Man Says Abilify Made Him Compulsive

           HACKENSACK, N.J. (CN) – The anti-depressant drug Abilify gave a man a compulsive gambling habit that cost him more than $75,000, he says in a lawsuit against Bristol-Myers Squibb and Otsuka Pharmaceuticals.
     Jonathan Yun says the drugmakers did not properly warn him about a known side effect of the blockbuster drug, whose sales revenue exceeds $1 billion a year.
     In Yun’s Jan. 12 complaint in Bergen County Court, he says that after he began taking Abilify drug in December 2010, he “began compulsively gambling shortly thereafter, and stopped compulsively gambling soon after [he] had ceased taking Abilify” in August 2013.
     Abilify, which is prescribed for depression, bipolar I disorder, and schizophrenia, hit the U.S. market in 2002. U.S. revenue was $417 million in the three months ending June 30, 2014, and worldwide revenue in that time was $555 million, according to the complaint.
     Yun says the warning labels on Abilify vary significantly by country. In 2012, “the European Medicines Agency required that defendants warn patients and the medical community in Europe that Abilify use included the risk of pathological gambling,” he says in the lawsuit.
     And in November 2015, “Canadian regulators concluded that there is ‘a link between the use of aripiprazole [Abilify] and a possible risk of pathological gambling or hypersexuality’ and found an increased risk of pathological (uncontrollable) gambling and hypersexuality with the use of Abilify,” according to the complaint.
     But despite the warnings on two continents, Yun says, “the labeling for Abilify in the United States contains no mention that pathological gambling has been reported in patients prescribed Abilify.”
     Abilify affects patients’ dopamine levels. Other modern antidepressants affect other neurotransmitters, such as serotonin (Prozac).
     “Dopamine is a neurotransmitter that helps control the brain’s reward and pleasure centers,” Yun says in the complaint. “Dopamine’s role in compulsive behavior and pathological gambling is well-known. … Scientific literature has identified dopamine as a potential cause of pathological gambling for years.”
     Yun claims that from 2005 to 2013, “an FDA report showed that Abilify accounted for at least fifty-four reports of compulsive or impulsive behavior problems, including thirty reports of compulsive gambling, twelve reports of impulsive behavior, nine reports of hypersexuality, and three reports of compulsive shopping.”
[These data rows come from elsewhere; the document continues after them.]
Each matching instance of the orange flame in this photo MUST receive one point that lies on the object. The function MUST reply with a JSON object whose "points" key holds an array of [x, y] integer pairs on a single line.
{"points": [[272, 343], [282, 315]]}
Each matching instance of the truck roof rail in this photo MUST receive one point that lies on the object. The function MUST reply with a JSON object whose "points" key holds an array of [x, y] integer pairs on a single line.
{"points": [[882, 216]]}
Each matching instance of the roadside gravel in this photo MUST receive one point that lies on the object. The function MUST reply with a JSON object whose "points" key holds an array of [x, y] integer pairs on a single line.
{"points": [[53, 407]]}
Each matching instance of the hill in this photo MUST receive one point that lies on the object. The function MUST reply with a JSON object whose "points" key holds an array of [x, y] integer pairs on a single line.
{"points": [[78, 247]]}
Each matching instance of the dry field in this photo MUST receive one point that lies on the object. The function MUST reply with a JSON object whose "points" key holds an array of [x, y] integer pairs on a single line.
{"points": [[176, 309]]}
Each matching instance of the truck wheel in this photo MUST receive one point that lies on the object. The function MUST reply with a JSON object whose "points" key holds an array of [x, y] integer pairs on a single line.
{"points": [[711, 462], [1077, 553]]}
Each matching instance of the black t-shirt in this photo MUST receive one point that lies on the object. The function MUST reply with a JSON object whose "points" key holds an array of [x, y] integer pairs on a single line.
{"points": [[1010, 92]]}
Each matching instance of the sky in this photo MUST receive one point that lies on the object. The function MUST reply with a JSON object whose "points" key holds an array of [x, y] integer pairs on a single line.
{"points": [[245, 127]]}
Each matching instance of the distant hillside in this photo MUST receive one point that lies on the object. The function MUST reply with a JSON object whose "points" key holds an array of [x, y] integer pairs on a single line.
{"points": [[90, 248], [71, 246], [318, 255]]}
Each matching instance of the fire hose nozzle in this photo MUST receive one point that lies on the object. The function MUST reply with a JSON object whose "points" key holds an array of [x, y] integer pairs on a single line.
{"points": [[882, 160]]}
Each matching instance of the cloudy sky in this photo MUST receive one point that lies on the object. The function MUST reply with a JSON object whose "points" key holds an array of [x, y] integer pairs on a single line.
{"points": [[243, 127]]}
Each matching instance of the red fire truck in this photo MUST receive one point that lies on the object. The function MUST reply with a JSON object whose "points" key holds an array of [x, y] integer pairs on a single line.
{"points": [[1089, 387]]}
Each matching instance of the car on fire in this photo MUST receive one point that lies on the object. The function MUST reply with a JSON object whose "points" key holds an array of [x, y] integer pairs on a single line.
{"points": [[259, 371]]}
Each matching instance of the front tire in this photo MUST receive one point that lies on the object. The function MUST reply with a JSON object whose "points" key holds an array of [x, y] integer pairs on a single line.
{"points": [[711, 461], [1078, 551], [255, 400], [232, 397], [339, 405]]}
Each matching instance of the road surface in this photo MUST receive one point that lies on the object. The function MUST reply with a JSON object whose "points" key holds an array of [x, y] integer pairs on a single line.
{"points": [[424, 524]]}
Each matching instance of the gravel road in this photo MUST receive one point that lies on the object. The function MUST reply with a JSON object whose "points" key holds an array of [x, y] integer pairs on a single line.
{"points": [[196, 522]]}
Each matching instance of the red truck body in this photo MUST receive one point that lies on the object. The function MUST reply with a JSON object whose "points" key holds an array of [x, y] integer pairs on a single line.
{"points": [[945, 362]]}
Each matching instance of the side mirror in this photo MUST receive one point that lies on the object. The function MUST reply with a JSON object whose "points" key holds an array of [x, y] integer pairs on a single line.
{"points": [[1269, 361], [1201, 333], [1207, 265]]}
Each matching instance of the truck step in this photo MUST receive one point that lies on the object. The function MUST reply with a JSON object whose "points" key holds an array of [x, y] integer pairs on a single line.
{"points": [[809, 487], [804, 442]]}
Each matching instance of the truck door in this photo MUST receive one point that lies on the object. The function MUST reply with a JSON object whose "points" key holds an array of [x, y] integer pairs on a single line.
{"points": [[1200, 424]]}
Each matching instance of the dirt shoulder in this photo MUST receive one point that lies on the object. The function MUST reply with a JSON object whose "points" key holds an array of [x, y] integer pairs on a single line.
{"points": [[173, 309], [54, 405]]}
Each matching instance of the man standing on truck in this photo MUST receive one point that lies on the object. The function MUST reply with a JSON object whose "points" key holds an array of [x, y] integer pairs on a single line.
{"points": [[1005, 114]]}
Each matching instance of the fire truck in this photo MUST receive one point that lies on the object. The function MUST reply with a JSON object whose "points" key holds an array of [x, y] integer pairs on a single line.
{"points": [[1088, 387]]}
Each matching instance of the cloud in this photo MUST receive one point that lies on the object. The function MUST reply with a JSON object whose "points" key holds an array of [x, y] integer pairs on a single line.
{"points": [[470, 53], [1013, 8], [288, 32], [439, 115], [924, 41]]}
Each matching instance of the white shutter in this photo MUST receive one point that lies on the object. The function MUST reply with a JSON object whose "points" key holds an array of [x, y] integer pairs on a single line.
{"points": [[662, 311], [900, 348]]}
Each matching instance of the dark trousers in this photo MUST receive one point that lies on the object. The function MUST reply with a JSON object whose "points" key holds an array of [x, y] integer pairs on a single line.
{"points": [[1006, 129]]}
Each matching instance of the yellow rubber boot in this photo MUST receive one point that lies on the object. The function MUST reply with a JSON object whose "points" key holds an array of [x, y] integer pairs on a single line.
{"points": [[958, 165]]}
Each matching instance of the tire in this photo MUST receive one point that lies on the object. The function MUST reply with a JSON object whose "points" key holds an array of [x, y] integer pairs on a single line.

     Also: “An analysis of the FDA Adverse Event Reporting System shows an escalating number of reports” of compulsive gambling: “twenty-nine reports of gambling behavior were made to the FDA in 2014” about Abilify, according to the complaint.
     The warning label for Abilify in the United States does list serious side effects that have been reported, but Yun says, “it does not list gambling, pathological or otherwise, nor does it mention compulsive behaviors.”
     Bristol-Myers and Otsuka “had, or should have had, knowledge that Abilify can cause compulsive behaviors like gambling” and that “despite their significant collective resources, and signals that Abilify is associated with compulsive behaviors such as gambling, [they] have failed to fully and adequately test or research Abilify and its association with compulsive behaviors.”
     Bizarre as the claim may sound, it is far from unprecedented.
     More than 400 lawsuits with similar claims have been filed about Mirapex, which is prescribed for Parkinson’s disease. A compulsive gambler who lost $260,000 won an $8.2 million judgment against Pfizer and Boehringer Ingelheim in 2008.
     The Archives of Neurology in 2005 reported on a Mayo Clinic study that found Parkinson’s patients developed compulsive behaviors while taking Mirapex, including a 68-year-old man who gambled away $200,000 in six months.
     In 2003, the medical journal Neurology reported a study that found that eight of 529 Parkinson’s patients who took Mirapex developed gambling addictions during the yearlong study. The drugmakers changed their warning labels to include the dangers of addictive behaviors. Most reports indicate that the compulsions subside when the patients stopped taking the drug.
     Bristol-Myers spokeswoman Laura Hortas declined to comment on the lawsuit.
     Yun seeks disgorgement, unjust profits and actual and punitive damages for fraud, breach of contract and negligence.
     He is represented by Rayna Kessler with Robins Kaplan in New York City.
     Two similar lawsuits were filed Jan. 15 in Tampa Federal Court.